Times Online
July 30, 2009
Shell’s earnings in the three months to the end of June declined from $7.9 billion (£4.8 billion) in the same period last year to $2.3 billion. Its first half performance was 64 per cent lower at $5.6 billion.
In his first results as chief executive, since taking over from Jeroen van der Veer, Shells Peter Voser gave a gloomy assessment of the oil market blaming the economic downturn for reduced energy demand.
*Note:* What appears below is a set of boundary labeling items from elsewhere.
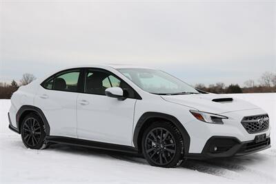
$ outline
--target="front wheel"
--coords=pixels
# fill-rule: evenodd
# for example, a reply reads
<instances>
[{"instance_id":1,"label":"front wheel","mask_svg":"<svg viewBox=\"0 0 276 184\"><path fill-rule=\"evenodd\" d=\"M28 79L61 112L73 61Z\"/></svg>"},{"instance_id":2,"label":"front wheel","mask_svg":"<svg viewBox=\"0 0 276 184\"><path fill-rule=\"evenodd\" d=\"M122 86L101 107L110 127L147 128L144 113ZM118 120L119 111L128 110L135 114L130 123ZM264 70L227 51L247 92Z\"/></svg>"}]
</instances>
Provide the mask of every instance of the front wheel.
<instances>
[{"instance_id":1,"label":"front wheel","mask_svg":"<svg viewBox=\"0 0 276 184\"><path fill-rule=\"evenodd\" d=\"M47 147L44 124L37 114L32 113L24 118L21 132L22 141L26 147L37 150Z\"/></svg>"},{"instance_id":2,"label":"front wheel","mask_svg":"<svg viewBox=\"0 0 276 184\"><path fill-rule=\"evenodd\" d=\"M179 130L171 123L155 122L144 134L142 151L152 165L176 167L183 160L183 139Z\"/></svg>"}]
</instances>

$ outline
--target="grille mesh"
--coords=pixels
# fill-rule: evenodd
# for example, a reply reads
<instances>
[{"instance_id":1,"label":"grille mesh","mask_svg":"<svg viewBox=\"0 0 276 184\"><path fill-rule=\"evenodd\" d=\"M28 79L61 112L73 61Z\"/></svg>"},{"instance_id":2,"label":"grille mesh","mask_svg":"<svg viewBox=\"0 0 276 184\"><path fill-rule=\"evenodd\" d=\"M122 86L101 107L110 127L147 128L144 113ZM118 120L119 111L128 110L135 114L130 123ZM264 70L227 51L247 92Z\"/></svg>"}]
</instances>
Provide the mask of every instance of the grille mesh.
<instances>
[{"instance_id":1,"label":"grille mesh","mask_svg":"<svg viewBox=\"0 0 276 184\"><path fill-rule=\"evenodd\" d=\"M269 117L268 114L246 116L241 124L249 134L255 134L268 129Z\"/></svg>"}]
</instances>

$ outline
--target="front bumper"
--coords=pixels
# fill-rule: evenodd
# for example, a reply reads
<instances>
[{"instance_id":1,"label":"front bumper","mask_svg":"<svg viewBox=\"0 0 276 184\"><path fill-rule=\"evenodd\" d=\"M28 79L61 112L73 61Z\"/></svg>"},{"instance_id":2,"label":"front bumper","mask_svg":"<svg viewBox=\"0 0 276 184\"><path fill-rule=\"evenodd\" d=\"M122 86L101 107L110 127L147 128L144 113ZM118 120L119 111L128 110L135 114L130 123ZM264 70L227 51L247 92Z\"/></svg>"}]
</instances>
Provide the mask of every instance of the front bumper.
<instances>
[{"instance_id":1,"label":"front bumper","mask_svg":"<svg viewBox=\"0 0 276 184\"><path fill-rule=\"evenodd\" d=\"M215 147L217 148L215 149ZM201 153L188 154L186 158L208 159L231 157L257 152L270 147L269 136L259 143L256 143L254 140L241 142L235 137L212 136L208 140Z\"/></svg>"}]
</instances>

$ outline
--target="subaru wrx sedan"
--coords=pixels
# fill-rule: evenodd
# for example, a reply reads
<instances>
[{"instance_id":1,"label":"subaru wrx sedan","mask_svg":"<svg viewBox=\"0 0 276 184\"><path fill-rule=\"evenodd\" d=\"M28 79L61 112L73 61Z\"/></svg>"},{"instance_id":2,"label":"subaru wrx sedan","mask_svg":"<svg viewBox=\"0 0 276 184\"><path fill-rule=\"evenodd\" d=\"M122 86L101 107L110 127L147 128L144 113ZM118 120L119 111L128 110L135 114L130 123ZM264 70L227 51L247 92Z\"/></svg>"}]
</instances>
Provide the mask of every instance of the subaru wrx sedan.
<instances>
[{"instance_id":1,"label":"subaru wrx sedan","mask_svg":"<svg viewBox=\"0 0 276 184\"><path fill-rule=\"evenodd\" d=\"M30 149L59 143L140 153L170 167L270 147L263 110L152 68L66 68L20 87L11 101L9 127Z\"/></svg>"}]
</instances>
Since reaching a record high of $147 a barrel last year, oil is now trading 57 per cent lower at $63.
Mr Voser also warned that production capacity and costs remained too high in the industry and would remain a threat.
Shell’s performance was worse than BP’s, which reported its second quarter results two days ago.
BP’s profits fell 53 per cent but has launched a programme to cut a further $1 billion of costs on top of the $2 billion it has already achieved.
Shell is also cutting costs and took $700 million out of its operations in the first half.
It has also reduced its senior management numbers by 20 per cent and plans to cut capital expenditure by 10 per cent next year.
Mr Voser said: “Energy demand is weak. There is excess capacity in the market, and industry costs remain high. Conditions are likely to remain challenging for some time, and we are not banking on a quick recovery. Shell is adapting to this new situation, and we must do more.”
Despite the difficult market conditions, Shell said it would be increasing its second quarter dividend by 5 per cent to 42 cents a share. The total interim dividend is also up 5 per cent to 84 cents a share.